Before you begin to use Databricks Connect, you must set up the Databricks Connect client.

IntelliJ IDEA Ultimate provides plugin support for PyCharm with Python also. For details, see Python plug-in for IntelliJ IDEA Ultimate.

To use Databricks Connect with PyCharm and Python, follow these instructions for venv or Poetry.

Use PyCharm with venv and Databricks Connect for Python

  1. Start PyCharm.

  2. Create a project: click File > New Project.

  3. For Location, click the folder icon, and then select the path to the existing venv virtual environment that you created in Install Databricks Connect for Python.

  4. Select Previously configured interpreter.

  5. For Interpreter, click the ellipses.

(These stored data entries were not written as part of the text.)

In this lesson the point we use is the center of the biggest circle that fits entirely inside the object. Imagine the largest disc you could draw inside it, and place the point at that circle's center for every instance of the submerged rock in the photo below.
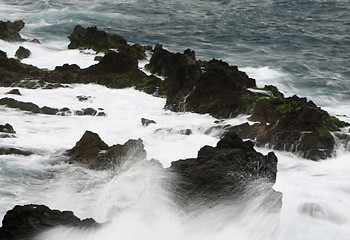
(25, 222)
(91, 151)
(100, 41)
(204, 87)
(33, 108)
(292, 124)
(94, 39)
(145, 122)
(35, 84)
(7, 128)
(22, 53)
(9, 31)
(16, 151)
(318, 211)
(226, 173)
(15, 92)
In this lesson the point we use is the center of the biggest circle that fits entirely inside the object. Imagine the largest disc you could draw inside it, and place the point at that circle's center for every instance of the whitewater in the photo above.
(316, 195)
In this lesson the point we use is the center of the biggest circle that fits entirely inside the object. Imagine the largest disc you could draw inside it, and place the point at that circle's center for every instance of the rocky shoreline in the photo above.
(226, 172)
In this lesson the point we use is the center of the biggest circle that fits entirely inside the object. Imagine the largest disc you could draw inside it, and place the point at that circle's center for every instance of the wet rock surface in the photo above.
(212, 87)
(22, 53)
(7, 128)
(7, 131)
(92, 152)
(226, 172)
(100, 41)
(292, 124)
(9, 31)
(15, 92)
(33, 108)
(14, 151)
(145, 122)
(25, 222)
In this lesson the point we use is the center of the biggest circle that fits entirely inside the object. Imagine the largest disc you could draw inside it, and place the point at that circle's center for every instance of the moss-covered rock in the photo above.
(22, 53)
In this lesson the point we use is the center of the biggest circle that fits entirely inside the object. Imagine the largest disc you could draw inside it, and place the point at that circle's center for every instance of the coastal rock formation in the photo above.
(22, 53)
(204, 87)
(115, 70)
(25, 222)
(9, 31)
(95, 39)
(33, 108)
(35, 84)
(15, 92)
(7, 131)
(212, 87)
(91, 151)
(145, 122)
(16, 151)
(292, 124)
(7, 128)
(12, 71)
(100, 41)
(227, 172)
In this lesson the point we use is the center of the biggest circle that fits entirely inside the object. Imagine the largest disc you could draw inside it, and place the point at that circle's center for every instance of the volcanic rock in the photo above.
(7, 128)
(101, 41)
(94, 39)
(226, 172)
(15, 92)
(25, 106)
(145, 122)
(35, 84)
(9, 31)
(25, 222)
(22, 53)
(90, 150)
(213, 87)
(292, 124)
(181, 72)
(12, 71)
(16, 151)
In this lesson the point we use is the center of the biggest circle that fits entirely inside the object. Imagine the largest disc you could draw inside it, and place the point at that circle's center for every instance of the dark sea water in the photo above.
(307, 39)
(301, 46)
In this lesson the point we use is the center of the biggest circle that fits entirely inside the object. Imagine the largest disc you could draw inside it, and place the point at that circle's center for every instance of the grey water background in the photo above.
(309, 40)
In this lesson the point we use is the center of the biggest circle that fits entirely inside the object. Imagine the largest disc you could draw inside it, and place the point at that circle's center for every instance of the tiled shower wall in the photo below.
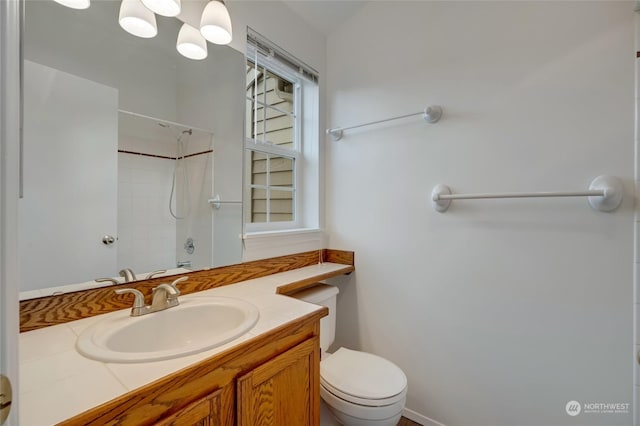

  6. Click System Interpreter.

  7. For Interpreter, click the ellipses, and select the full path to the Python interpreter that is installed in the existing venv virtual environment. Then click OK.

    Tip

    The Python interpreter for a venv virtual environment is typically installed in </path-to-venv>/bin/python. For more information, see venv.

  8. Click OK again.

  9. Click Create.

  10. Click Create from Existing Sources.

  11. Add to the project a Python code (.py) file that contains either the example code or your own code. If you use your own code, at minimum you must initialize DatabricksSession as shown in the example code.

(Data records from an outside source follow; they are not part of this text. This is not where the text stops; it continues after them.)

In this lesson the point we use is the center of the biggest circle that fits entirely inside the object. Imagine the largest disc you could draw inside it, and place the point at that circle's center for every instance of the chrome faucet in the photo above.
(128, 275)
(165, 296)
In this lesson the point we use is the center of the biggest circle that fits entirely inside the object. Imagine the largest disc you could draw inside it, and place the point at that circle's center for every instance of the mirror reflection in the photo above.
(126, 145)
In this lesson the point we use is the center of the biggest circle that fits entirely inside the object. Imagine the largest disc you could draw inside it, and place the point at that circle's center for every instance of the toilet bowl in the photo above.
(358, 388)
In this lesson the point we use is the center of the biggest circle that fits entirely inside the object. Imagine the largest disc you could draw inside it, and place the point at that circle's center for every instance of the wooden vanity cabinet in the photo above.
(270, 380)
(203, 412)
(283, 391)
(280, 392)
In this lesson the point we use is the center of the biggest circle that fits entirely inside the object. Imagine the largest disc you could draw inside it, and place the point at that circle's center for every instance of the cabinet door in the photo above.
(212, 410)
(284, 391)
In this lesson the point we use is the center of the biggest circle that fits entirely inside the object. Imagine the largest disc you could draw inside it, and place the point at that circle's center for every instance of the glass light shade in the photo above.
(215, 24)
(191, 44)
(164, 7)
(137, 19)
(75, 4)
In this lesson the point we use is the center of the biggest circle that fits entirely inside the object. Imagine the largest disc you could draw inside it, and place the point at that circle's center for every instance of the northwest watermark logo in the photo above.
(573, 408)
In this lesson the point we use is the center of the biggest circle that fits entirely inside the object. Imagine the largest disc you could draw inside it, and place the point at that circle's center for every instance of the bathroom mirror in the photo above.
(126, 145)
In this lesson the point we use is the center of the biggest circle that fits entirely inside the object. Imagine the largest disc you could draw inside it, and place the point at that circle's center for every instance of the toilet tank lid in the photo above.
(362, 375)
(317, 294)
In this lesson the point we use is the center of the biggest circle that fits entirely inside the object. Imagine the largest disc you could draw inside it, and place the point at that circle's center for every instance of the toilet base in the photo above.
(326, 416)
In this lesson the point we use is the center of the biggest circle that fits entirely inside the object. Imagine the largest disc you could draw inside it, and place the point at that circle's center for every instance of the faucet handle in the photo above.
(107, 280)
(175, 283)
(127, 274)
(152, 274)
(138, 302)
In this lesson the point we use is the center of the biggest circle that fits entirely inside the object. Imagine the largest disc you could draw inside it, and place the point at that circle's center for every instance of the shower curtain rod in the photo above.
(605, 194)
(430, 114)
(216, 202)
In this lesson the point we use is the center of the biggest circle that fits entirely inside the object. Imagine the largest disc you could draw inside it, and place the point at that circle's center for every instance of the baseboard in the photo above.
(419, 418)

  12. With the Python code file open, set any breakpoints where you want your code to pause while running.

  13. To run the code, click Run > Run. All Python code runs locally, while all PySpark code involving DataFrame operations runs on the cluster in the remote Databricks workspace and run responses are sent back to the local caller.

  14. To debug the code, click Run > Debug. All Python code is debugged locally, while all PySpark code continues to run on the cluster in the remote Databricks workspace. The core Spark engine code cannot be debugged directly from the client.

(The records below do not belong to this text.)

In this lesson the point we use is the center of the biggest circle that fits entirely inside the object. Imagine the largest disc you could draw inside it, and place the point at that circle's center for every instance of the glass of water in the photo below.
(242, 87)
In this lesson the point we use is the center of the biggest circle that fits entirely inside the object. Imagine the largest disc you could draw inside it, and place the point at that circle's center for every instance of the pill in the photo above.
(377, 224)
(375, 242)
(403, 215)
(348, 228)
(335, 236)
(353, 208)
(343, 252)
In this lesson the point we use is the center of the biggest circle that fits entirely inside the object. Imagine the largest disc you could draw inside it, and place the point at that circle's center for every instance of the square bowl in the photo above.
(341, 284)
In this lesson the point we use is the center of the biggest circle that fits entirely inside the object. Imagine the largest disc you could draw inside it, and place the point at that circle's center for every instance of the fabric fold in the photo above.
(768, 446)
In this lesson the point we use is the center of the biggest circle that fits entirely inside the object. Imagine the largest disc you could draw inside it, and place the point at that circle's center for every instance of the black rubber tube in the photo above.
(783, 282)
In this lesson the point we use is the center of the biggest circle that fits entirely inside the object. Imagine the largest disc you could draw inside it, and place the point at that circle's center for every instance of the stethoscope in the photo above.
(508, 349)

  15. Follow the on-screen instructions to start running or debugging the code.

For more specific run and debug instructions, see Run without any previous configuring and Debug.

Use PyCharm with Poetry and Databricks Connect for Python

  1. Start PyCharm.

  2. Create a project: click File > New Project.

  3. For Location, click the folder icon, and then select the path to the existing Poetry virtual environment that you created in Install Databricks Connect for Python.

  4. Select Previously configured interpreter.

  5. For Interpreter, click the ellipses.

  6. Click Poetry environment.

  7. For Interpreter, click the ellipses, and select the full path to the system version of the Python interpreter that is referenced from the existing Poetry virtual environment. Then click OK.

    Tip

    Be sure to select the path to the Python interpreter. Do not select the path to the Poetry executable.

    For information about where the system version of the Python interpreter is installed, see How to Add Python to PATH.

  8. Click OK again.

  9. Click Create.

  10. Click Create from Existing Sources.

  11. Add to the project a Python code (.py) file that contains either the example code or your own code. If you use your own code, at minimum you must initialize DatabricksSession as shown in the example code.

  12. With the Python code file open, set any breakpoints where you want your code to pause while running.

  13. To run the code, click Run > Run. All Python code runs locally, while all PySpark code involving DataFrame operations runs on the cluster in the remote Databricks workspace and run responses are sent back to the local caller.

  14. To debug the code, click Run > Debug. All Python code is debugged locally, while all PySpark code continues to run on the cluster in the remote Databricks workspace. The core Spark engine code cannot be debugged directly from the client.

  15. Follow the on-screen instructions to start running or debugging the code.

For more specific run and debug instructions, see Run without any previous configuring and Debug.